5 billion) in legal fees to lawyers who cancel Musk’s salary package.
The legal fee is also regarded as one of the highest records in the history of U.S. commercial litigation.
Musk and Tesla have always been resistant to the legal fee and refused to pay the fee.
It is reported that in 2018, Tesla’s board of directors formulated a “ten-year salary plan” for Musk.
At that time, Tesla’s market value was approximately US$50 billion.
The plan stipulated 12 progressive Tesla market value targets, corresponding to 12 stock options.
, For every US$50 billion increase in Tesla’s market value, Musk gets a stock option.
If he wants to get 12 option awards worth US$55.

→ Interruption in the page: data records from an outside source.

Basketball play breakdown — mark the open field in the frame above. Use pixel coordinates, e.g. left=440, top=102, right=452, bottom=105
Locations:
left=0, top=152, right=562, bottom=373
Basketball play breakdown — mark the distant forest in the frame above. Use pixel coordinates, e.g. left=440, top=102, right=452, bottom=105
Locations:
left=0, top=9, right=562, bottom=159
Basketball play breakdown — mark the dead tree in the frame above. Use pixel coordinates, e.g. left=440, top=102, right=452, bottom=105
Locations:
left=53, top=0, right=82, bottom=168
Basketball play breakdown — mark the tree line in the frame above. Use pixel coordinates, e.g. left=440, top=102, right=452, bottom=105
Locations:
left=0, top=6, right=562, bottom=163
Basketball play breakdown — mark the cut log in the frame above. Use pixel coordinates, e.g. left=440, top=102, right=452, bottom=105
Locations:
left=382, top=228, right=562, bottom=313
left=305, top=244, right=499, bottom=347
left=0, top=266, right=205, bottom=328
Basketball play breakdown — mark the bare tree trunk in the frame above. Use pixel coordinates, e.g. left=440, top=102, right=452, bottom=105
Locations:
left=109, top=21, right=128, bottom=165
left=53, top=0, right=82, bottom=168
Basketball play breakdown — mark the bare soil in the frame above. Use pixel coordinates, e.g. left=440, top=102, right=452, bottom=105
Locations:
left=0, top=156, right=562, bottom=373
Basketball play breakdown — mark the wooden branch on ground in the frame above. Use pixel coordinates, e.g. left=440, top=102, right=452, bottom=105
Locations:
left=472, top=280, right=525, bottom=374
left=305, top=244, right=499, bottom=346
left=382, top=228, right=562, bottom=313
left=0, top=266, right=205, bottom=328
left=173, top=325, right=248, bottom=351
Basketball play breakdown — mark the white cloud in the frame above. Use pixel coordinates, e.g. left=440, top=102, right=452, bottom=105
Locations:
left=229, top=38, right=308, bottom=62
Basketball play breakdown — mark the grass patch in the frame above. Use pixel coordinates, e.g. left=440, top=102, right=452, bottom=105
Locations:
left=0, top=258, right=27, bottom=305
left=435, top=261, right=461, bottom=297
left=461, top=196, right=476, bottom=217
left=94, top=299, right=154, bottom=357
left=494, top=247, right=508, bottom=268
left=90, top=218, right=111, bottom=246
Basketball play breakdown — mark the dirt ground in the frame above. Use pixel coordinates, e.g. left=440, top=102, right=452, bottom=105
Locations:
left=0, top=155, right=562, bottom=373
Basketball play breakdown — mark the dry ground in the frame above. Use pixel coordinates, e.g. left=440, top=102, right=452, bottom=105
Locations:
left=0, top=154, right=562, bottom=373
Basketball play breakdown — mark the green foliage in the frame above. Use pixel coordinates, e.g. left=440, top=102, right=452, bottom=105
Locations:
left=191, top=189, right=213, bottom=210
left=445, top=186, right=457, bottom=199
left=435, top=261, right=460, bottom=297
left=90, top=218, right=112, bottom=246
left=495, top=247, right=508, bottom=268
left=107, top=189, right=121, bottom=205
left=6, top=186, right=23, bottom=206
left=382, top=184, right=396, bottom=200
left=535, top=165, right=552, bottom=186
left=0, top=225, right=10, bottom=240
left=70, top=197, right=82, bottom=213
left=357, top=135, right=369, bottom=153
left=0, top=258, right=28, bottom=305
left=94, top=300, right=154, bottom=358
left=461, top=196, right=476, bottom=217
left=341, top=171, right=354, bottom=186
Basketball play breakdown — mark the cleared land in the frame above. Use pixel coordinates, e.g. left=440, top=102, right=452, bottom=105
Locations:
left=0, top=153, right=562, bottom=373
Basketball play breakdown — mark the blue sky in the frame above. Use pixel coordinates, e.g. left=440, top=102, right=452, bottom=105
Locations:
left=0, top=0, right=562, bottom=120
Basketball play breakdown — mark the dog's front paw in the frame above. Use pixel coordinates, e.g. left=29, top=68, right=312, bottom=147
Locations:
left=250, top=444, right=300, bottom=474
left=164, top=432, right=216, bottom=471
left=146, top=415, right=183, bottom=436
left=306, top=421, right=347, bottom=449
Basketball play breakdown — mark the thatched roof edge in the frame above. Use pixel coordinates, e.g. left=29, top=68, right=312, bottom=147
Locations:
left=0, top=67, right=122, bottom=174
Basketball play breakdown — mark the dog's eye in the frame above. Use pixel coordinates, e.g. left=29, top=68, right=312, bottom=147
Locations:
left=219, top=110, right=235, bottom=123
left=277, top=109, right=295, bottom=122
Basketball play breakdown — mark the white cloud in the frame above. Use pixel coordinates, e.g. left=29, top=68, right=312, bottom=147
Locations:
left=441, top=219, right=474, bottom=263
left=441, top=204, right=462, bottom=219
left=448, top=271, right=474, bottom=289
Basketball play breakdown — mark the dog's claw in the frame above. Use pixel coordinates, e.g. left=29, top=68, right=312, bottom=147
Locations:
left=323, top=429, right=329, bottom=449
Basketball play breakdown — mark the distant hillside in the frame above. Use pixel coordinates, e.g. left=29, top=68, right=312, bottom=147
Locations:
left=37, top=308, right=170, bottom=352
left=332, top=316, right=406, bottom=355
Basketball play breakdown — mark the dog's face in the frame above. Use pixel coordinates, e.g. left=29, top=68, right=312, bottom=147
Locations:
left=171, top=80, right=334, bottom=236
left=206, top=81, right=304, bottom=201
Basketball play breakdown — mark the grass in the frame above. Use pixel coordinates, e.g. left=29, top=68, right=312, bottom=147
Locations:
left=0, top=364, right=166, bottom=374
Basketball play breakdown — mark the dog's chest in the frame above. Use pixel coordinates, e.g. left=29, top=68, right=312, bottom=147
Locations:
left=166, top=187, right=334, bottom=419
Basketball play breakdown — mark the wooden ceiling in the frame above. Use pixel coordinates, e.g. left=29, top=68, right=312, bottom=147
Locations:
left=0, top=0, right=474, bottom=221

8 billion, Musk will lead Tesla’s market value to US$650 billion.
Later, under Musk’s leadership, Tesla’s market value exceeded US$1 trillion, and Musk achieved all market value targets set by the board of directors.
But then, a Tesla shareholder sued that the board of directors had not informed shareholders at the time that Tesla would achieve its market value target “easier” than expected, and the claim that the compensation plan was invalid.
On January 30, the Delaware Justice issued a ruling to abolish the 2018 CEO performance award that had been awarded to Elon by shareholders ‘vote (73% in favor) that year.
The main reason was insufficient pre-vote information disclosure and the defendant “failed to prove that the award was completely fair.
” In June this year, Tesla passed a shareholder resolution, and 90% of retail investors supported Musk in receiving the sky-high salary.
but this time the judge insisted on rejecting the plan, which added to the uncertainty of whether Musk’s salary could be paid as scheduled.